Er konnte stattdessen beobachten, dass sie wieder einmal ihre Locken hinters Ohr strich, sich mit der Zungenspitze über ihre leicht trockenen Lippen fuhr und sagte:

,,Ich werde noch einmal mit Dr. Arkham sprechen, damit Sie, wenn Sie es wünschen weiterhin an meinen Sitzungen teilnehmen können.''
Ihre ungestellte Frage hing in der Luft. Sie war greifbar wurde jedoch nicht von ihm beantwortet. Alice seufzte auf und wollte sich bücken um nach dem Buch zu suchen, das sie irgendwo auf dem Boden liegend vermutete.

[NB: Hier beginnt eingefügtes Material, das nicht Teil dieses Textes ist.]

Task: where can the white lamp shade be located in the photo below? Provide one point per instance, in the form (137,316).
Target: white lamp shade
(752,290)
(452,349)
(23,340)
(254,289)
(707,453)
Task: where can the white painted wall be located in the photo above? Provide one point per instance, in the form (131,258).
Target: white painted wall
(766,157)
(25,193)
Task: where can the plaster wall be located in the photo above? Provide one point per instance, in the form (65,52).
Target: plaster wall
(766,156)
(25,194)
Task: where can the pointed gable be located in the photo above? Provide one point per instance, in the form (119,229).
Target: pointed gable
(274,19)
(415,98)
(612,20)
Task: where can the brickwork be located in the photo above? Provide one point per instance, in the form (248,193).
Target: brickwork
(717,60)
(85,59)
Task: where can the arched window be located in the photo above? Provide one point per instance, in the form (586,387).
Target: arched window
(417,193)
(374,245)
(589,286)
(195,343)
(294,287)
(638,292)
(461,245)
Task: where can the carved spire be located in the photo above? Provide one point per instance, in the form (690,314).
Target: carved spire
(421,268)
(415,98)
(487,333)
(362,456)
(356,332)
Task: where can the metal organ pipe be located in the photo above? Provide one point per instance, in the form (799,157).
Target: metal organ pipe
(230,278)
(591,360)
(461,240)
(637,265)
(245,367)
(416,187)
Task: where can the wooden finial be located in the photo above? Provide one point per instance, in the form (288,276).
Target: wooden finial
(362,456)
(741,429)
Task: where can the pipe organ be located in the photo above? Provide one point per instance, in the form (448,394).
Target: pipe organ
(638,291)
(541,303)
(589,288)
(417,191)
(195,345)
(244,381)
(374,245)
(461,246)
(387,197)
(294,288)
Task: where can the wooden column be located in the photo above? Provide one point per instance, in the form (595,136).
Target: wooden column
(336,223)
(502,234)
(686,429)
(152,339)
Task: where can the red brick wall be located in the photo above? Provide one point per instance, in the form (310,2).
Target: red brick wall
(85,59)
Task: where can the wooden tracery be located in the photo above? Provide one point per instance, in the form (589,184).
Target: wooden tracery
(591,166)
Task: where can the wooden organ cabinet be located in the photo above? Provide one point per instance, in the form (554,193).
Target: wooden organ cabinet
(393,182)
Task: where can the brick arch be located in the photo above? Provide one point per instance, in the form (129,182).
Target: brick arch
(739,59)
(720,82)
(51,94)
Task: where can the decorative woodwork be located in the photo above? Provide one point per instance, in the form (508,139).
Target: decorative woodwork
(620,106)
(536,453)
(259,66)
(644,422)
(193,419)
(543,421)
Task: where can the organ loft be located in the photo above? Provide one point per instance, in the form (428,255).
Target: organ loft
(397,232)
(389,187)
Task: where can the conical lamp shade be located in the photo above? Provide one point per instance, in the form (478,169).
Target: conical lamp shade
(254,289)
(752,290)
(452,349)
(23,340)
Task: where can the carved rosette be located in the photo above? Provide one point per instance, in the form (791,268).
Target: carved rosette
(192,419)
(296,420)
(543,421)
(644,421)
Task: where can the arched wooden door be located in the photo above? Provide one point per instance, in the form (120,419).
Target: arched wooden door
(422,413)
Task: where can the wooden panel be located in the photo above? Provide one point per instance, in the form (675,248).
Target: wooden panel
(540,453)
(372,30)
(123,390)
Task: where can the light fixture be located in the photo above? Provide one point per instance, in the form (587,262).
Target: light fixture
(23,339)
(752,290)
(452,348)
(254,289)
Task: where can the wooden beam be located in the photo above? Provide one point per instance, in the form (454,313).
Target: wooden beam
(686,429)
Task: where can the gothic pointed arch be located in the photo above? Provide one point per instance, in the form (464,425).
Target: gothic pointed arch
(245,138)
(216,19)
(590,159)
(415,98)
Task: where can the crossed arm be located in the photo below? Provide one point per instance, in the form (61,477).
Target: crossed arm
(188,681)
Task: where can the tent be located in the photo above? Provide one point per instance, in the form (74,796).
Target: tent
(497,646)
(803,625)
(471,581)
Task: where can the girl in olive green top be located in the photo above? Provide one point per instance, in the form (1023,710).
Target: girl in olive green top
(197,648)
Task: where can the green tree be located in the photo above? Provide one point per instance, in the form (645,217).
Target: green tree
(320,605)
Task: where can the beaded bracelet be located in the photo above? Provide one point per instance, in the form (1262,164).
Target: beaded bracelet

,,Lass es'', sagte der Joker. ,,Es war doch ein Geschenk, oder nicht?''
Sie nickte.
,,Siehst du geschenkt ist geschenkt, wiedergenommen ist gestohlen.''
Alice gab sich alle Mühe es zu unterdrücken, aber dennoch stahl sich ein kleines Lächeln auf ihre Lippen, als sie schließlich den Raum verließ. Er bemerkte es natürlich. Nachdem die Tür ins Schloss gefallen war, hob er das Buch selbst auf und las noch einmal das Zitat, das ihn so sehr gefesselt hatte.
Was für eine Frage, natürlich würde er weiterhin zu den Treffen gehen. Dafür war die kleine Therapeutin einfach viel zu interessant, als dass er sich diese Attraktion entgehen lassen würde.
Nein, das war wirklich undenkbar.

Nimm dich lieber in Acht, Alice. Nimm dich in Acht, vor dem großen bösen Wolf.